Instituting that kind of change is a slow process, and Dr. Glenn says that trying to make improvements often results in frustration and hitting brick walls. But it has been remarkable to see how motivated the hospital and the physicians can be when they're pushed, he says. “Most things here are accomplished through pressure. People will declare it outright: 'if you want things done, put pressure.'”
An outside audit of the hospital in connection with a regional re-accreditation has been providing some much-needed pressure lately, and Dr. Glenn has seized the opportunity to move things along.
“Part of the accreditation involved chart audits, and it was found that many of our charts were incomplete. People would forget to sign their names, fail to fill in the date and time, or omit the initial assessment form – basic stuff. So, we created a simple checklist. Now, if the nurse finds a problem with the chart, a little quarter page sheet gets clipped to the front of it indicating what is missing and where, allowing the team in turn to quickly and easily fill in any missing parts.”
Dr. Glenn describes another simple quality improvement project he has initiated: “When I first started at King Faisal, people were frustrated: while on rounds, they would order a test, write the order, fill out the lab slip.

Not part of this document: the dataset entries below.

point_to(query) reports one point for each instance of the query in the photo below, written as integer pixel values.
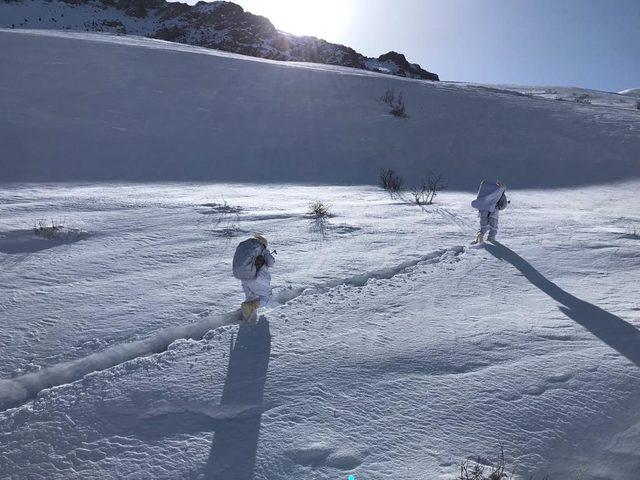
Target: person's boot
(479, 238)
(249, 308)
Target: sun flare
(325, 19)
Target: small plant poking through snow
(319, 209)
(427, 191)
(390, 181)
(477, 471)
(48, 228)
(224, 217)
(584, 98)
(633, 233)
(396, 102)
(51, 229)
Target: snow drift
(100, 107)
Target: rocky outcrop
(224, 26)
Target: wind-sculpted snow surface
(18, 390)
(80, 106)
(220, 25)
(435, 354)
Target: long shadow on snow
(235, 443)
(236, 421)
(612, 330)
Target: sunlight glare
(326, 19)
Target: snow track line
(17, 391)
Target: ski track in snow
(20, 389)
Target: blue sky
(588, 43)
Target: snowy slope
(392, 348)
(586, 96)
(220, 25)
(128, 108)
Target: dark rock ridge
(224, 26)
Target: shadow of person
(612, 330)
(235, 442)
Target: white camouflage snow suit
(259, 287)
(486, 203)
(256, 283)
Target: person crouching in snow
(251, 263)
(490, 200)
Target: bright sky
(588, 43)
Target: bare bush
(584, 98)
(223, 217)
(396, 102)
(477, 471)
(428, 190)
(52, 229)
(633, 233)
(390, 181)
(388, 96)
(319, 209)
(48, 228)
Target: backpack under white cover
(244, 266)
(488, 195)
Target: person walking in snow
(490, 200)
(251, 263)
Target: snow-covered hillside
(81, 106)
(578, 95)
(220, 25)
(392, 347)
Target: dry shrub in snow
(396, 102)
(584, 98)
(319, 209)
(427, 191)
(390, 181)
(48, 228)
(634, 233)
(477, 471)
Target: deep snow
(126, 108)
(393, 347)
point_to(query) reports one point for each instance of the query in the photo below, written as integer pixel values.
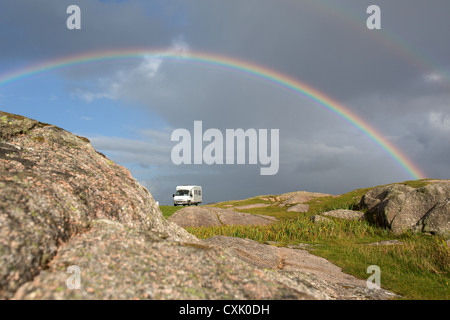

But then, one of two things would often happen: either the nurse would fail to obtain the test, or she'd get it off to the lab just fine and the results would come back, but then people would forget they ever ordered that test, and nobody would look at the results for weeks, if ever. A complete waste of time and money. So, we designed a really simple form: when ordering a test, you now write your name, the date and the time. When the nurse sends the order off to the lab, she signs her name, and, finally, when someone sees the result, they sign their name, too, completing the sequence. This gives us a very simple way to track test results, and people thought it was a great idea.”
The key, says Dr. Glenn, has been finding out what they really need his help with and what motivates people to buy into the changes he's trying to institute. “Because if they're not motivated,” he says, “nothing will happen.”